391 F. Supp. 3d 150
D.D.C.2019Background
- ReWalk, an Israeli medical device company, obtained FDA de novo Class II clearance for its personal exoskeleton in June 2014 and was ordered under Section 522 to conduct post-market surveillance. The IPO occurred September 12, 2014.
- The CAC alleges defendants omitted that the FDA ordered the surveillance because the device posed risks and later failed to disclose ongoing deficiencies and noncompliance with the FDA’s post-market surveillance requirements.
- Lead plaintiff Wang Yan bought shares in September 2014 (shortly after the IPO) and therefore could only have relied on statements in the registration statement; the Court previously dismissed Securities Act claims for failure to identify a false statement in the registration statement.
- Exchange Act allegations concern misstatements/omissions made between Feb 12, 2015 and Feb 25, 2016 — after Yan’s purchases. Proposed plaintiff Joanne Geller bought shares on Dec 21, 2015.
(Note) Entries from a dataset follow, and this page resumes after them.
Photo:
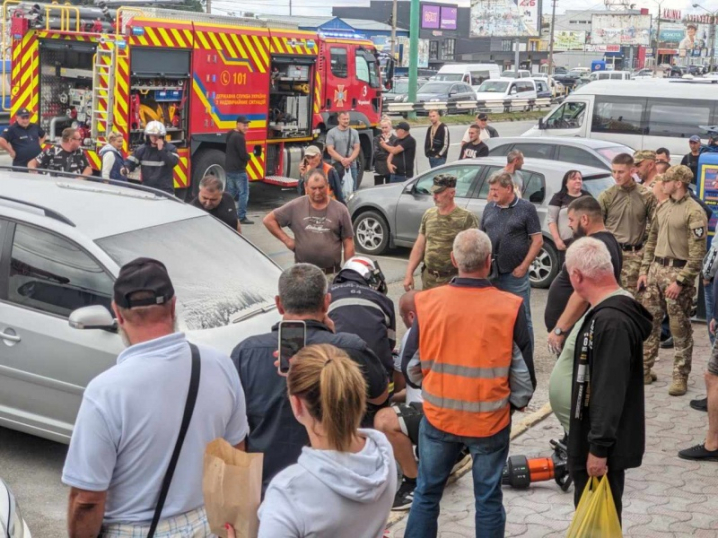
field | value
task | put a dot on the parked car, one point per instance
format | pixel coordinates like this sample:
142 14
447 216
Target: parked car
11 521
446 92
585 151
63 242
388 216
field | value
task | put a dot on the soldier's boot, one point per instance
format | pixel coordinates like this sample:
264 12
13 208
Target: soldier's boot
679 386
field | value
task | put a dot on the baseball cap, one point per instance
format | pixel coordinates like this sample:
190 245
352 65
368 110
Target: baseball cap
312 151
679 172
644 155
143 274
443 182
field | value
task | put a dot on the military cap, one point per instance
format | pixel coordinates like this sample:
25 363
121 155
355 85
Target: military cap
678 172
443 182
644 155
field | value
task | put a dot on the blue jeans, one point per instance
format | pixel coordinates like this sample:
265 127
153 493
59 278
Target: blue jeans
521 287
238 188
436 161
437 455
- Yan moved to add Geller as a named plaintiff for Exchange Act claims to cure standing; the court examined (1) whether a “common scheme” theory could supply Yan standing for later statements, (2) whether the PSLRA allows a lead plaintiff without standing to assert claims, and (3) whether amendment to add Geller was permissible.
Issues
| Issue | Plaintiff's Argument | Defendant's Argument | Held |
|---|---|---|---|
| Whether Yan has Article III standing to assert Exchange Act claims based on post-purchase statements via a "common scheme" theory | Yan: class rep may assert post-purchase statements if they further a single common scheme to defraud | Defs: Exchange Act claims arise from different omissions than Securities Act claims; no single scheme linking pre- and post-IPO statements | Court: No — complaint pleads different theories and disclaims reliance; no common scheme supplies Yan standing |
| Whether the PSLRA can permit a lead plaintiff to represent claims for which he has no standing | Yan: PSLRA does not require lead plaintiff to have standing on every claim; policy favors largest-loss plaintiff as lead | Defs: Constitutional standing is required; cannot statutorily confer Article III standing where none exists | Court: PSLRA cannot confer constitutional standing; Yan lacks standing to assert any remaining Exchange Act claim and those claims are dismissed |
| Whether adding Geller as a named plaintiff cures the jurisdictional defect | Yan: leave to amend to add Geller (who has post-IPO purchases and timely claims) will cure lack of standing | Defs: Where original named plaintiff lacks standing, court lacked jurisdiction and substitution is improper; amendment cannot cure absence of jurisdiction | Court: Denied — substitution/amendment not permitted because the case had a single class representative without standing; dismissal without prejudice |
| Whether the Exchange Act claims should be dismissed or stayed to allow substitution | Yan: equitable considerations and precedent permit substitution in some circumstances | Defs: no precedent permits curing total lack of standing by amendment; jurisdiction never attached | Court: Dismissed Exchange Act claims; motion to amend denied without prejudice; plaintiffs may file a new proper complaint |
Key Cases Cited
- Gross v. Summa Four, Inc., 93 F.3d 987 (1st Cir.) (plaintiff cannot rely on post-purchase statements for Exchange Act claims)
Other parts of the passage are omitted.